For more deterministic or scripted agents, the risk of biased language generation is generally reduced because those experiences rely more heavily on customer-defined intents, rules, and training data.

Cisco’s governance framework applies to the platform, but there is not currently a published recurring bias-reporting cadence or statistical bias report specific to each autonomous or scripted deployment.

5. Where does processing happen and what about data locality?

Webex AI Agent can be deployed in supported regions, including U.S. deployments such as produs1.

For the use case covered in this material:

  • speech-to-text and text-to-speech are U.S.-only
  • telemetry and logs are stored in the U.S.

At the same time, Cisco operates as a global cloud service organization, so authorized support and engineering personnel outside the U.S. may access logs for support and operational purposes where needed.

Teams with strict residency requirements should confirm locality and support-access expectations during final security and privacy review.

6. How transparent are the inputs, outputs, and system behavior?

Customers can control important parts of the agent experience, including:

  • business logic
  • agent instructions
  • allowed actions
  • grounding content
  • escalation design

However, customers do not currently have full visibility into system-level prompts or the ability to override guardrails directly.

The platform roadmap indicates that additional features are planned to help customers:

  • manage safety and compliance policies
  • control guardrails more directly
  • define enterprise-level policies
  • enforce agent-level security posture more consistently

7. What are the retention and deletion policies?

Retention depends on the service component.

For AI Agent Studio specifically:

  • the default retention period is 90 days

For Contact Center-related content, retention may depend on the applicable customer setup, contractual policy, and service configuration.

In some cases, retention can be configured at the organization level.

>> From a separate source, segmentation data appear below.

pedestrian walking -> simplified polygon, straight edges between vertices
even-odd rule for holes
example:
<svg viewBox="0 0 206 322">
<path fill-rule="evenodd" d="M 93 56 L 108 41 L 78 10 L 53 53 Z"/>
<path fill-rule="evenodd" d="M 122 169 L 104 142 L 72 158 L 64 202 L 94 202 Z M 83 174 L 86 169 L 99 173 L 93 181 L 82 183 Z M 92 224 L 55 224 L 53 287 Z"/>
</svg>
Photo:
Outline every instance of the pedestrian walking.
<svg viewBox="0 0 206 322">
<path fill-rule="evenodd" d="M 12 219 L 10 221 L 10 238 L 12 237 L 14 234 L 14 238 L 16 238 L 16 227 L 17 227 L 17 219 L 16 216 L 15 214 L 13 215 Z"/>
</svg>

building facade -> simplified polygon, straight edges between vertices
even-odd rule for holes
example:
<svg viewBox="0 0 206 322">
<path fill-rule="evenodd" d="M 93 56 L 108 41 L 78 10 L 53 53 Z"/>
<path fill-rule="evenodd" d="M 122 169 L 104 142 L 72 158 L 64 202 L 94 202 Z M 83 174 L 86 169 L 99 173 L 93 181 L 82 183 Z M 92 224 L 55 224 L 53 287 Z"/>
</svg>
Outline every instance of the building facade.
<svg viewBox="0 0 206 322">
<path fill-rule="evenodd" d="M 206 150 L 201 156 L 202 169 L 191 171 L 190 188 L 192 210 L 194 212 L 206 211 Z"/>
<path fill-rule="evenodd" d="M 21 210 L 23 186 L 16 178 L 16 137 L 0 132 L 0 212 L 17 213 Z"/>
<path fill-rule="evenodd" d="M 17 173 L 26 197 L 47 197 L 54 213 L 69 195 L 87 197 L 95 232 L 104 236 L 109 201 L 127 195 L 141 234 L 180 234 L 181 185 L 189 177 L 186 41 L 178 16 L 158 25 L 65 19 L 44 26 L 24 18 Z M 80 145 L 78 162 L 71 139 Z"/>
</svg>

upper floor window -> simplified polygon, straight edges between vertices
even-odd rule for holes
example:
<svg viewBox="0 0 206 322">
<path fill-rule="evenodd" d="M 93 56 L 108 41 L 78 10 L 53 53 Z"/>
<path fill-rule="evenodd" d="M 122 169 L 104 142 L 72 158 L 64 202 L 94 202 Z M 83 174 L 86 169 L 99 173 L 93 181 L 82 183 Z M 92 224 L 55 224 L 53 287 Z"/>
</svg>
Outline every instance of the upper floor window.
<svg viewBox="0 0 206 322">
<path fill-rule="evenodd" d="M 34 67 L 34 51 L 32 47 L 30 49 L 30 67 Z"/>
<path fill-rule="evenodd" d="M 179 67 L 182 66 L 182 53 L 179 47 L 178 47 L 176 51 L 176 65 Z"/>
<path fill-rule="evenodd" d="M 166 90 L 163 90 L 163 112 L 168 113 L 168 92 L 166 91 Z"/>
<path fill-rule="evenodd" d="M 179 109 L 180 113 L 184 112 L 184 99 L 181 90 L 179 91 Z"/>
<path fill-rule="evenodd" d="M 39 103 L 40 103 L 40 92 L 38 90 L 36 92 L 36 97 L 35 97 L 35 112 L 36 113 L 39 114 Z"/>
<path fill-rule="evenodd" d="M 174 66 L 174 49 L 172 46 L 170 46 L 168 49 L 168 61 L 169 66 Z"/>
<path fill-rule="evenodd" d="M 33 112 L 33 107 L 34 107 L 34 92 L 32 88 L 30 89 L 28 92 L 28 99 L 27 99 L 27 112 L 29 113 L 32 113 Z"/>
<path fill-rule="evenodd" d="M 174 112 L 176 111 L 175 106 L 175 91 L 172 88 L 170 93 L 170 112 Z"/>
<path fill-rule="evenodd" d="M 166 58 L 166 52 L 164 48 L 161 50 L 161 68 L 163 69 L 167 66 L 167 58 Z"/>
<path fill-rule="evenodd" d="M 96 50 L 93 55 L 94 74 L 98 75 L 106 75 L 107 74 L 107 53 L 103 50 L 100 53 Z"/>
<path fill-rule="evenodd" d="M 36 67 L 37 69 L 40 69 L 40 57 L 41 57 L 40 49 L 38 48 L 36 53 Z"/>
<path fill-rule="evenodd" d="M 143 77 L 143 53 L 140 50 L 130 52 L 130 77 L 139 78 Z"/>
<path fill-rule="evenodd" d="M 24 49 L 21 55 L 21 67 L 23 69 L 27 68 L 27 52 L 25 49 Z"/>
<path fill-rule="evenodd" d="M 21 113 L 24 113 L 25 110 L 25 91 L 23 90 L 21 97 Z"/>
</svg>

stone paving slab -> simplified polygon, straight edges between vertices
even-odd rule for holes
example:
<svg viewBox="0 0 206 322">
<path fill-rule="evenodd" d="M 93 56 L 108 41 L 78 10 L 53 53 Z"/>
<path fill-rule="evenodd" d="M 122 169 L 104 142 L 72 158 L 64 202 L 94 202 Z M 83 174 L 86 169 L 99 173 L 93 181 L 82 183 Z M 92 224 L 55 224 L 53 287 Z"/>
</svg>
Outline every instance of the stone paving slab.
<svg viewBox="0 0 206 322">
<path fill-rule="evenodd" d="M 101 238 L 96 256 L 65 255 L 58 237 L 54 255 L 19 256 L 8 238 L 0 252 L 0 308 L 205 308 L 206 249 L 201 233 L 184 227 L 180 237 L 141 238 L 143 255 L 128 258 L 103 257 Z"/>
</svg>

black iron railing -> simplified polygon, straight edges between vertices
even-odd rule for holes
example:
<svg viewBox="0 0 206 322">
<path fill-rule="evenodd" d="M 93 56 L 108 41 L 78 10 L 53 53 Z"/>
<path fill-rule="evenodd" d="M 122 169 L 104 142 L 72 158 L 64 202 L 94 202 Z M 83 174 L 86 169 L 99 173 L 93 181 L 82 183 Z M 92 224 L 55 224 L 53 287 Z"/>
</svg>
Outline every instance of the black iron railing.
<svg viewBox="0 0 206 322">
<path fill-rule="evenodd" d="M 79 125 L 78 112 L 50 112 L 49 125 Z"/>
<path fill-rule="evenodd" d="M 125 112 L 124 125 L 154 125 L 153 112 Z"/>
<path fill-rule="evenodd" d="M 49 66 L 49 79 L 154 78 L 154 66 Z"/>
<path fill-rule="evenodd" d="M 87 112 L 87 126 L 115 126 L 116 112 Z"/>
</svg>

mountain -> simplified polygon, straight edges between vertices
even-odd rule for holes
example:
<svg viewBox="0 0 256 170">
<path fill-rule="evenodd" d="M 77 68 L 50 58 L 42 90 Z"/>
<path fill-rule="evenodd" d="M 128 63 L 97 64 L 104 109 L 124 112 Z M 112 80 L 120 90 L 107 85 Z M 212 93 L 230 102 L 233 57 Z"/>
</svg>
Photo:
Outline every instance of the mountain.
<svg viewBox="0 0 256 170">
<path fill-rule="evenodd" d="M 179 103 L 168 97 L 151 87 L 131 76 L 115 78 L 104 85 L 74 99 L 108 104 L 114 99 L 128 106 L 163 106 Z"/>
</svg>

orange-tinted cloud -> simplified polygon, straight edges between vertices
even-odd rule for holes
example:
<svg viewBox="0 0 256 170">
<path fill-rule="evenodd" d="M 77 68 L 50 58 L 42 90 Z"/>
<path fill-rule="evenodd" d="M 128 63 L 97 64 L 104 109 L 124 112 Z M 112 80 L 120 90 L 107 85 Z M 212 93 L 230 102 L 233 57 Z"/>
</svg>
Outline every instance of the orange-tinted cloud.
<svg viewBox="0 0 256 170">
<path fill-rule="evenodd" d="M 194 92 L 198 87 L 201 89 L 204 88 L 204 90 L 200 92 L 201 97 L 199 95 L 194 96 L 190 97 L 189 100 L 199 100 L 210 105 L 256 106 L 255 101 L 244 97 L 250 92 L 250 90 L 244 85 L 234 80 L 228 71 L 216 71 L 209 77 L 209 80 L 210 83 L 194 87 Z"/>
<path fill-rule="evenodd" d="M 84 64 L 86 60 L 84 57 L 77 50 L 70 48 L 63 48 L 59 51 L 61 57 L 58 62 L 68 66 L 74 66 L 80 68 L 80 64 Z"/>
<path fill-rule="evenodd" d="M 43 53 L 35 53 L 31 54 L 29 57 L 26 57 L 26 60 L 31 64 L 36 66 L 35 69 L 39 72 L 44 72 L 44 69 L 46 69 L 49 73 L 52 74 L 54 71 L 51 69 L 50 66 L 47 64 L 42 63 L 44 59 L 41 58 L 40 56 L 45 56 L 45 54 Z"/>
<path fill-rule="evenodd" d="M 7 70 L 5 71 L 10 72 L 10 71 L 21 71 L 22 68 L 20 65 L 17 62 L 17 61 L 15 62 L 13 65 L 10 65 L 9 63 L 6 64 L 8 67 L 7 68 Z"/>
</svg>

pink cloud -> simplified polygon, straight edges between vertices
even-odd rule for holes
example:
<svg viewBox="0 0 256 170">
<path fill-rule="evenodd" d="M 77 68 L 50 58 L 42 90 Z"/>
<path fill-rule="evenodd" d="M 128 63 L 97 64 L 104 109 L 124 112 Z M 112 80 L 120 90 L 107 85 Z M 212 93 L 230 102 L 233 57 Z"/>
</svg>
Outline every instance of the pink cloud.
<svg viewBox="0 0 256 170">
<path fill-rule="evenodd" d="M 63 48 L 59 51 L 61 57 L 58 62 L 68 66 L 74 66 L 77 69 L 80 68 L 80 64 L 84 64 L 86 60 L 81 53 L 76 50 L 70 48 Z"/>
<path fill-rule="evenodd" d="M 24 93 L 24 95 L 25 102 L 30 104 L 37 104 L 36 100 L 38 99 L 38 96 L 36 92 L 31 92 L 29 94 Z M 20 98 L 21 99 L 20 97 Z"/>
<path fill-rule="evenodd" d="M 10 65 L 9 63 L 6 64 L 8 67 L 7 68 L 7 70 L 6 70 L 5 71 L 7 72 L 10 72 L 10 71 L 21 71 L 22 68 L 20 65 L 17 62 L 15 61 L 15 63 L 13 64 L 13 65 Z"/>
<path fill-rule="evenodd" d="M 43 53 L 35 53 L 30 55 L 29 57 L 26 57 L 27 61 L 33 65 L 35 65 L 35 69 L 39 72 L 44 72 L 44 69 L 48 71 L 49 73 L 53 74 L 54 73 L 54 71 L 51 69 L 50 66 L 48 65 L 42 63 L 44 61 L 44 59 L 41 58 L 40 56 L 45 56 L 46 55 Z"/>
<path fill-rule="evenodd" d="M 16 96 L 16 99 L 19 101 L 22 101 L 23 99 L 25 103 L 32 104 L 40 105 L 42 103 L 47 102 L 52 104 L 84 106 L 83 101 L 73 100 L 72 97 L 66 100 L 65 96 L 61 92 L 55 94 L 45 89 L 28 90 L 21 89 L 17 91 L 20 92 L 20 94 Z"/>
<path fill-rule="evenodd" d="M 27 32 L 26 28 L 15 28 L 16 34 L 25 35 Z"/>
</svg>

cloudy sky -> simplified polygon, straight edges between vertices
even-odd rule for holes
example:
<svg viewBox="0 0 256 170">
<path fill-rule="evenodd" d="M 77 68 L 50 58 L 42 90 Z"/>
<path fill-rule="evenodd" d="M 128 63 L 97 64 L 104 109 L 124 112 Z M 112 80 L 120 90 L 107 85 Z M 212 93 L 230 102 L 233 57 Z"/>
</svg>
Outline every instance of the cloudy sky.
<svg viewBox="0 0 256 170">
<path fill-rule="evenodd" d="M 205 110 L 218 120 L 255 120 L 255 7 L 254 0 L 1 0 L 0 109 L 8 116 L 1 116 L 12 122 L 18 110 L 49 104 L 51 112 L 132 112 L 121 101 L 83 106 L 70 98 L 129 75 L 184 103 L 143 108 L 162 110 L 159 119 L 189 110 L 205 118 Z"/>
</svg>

In other cases, changes may require Cisco support rather than self-service administration.

When deletion is requested, Cisco states that it endeavors to delete requested data from its systems within 30 days unless retention is required for legitimate business purposes.

For third-party model providers, Cisco states that customer data processed through those services is not used for model training or improvement and is not retained beyond the immediate transaction. If a deployment requires explicit zero-retention confirmation for every provider involved, that should be validated as part of the final security and privacy review.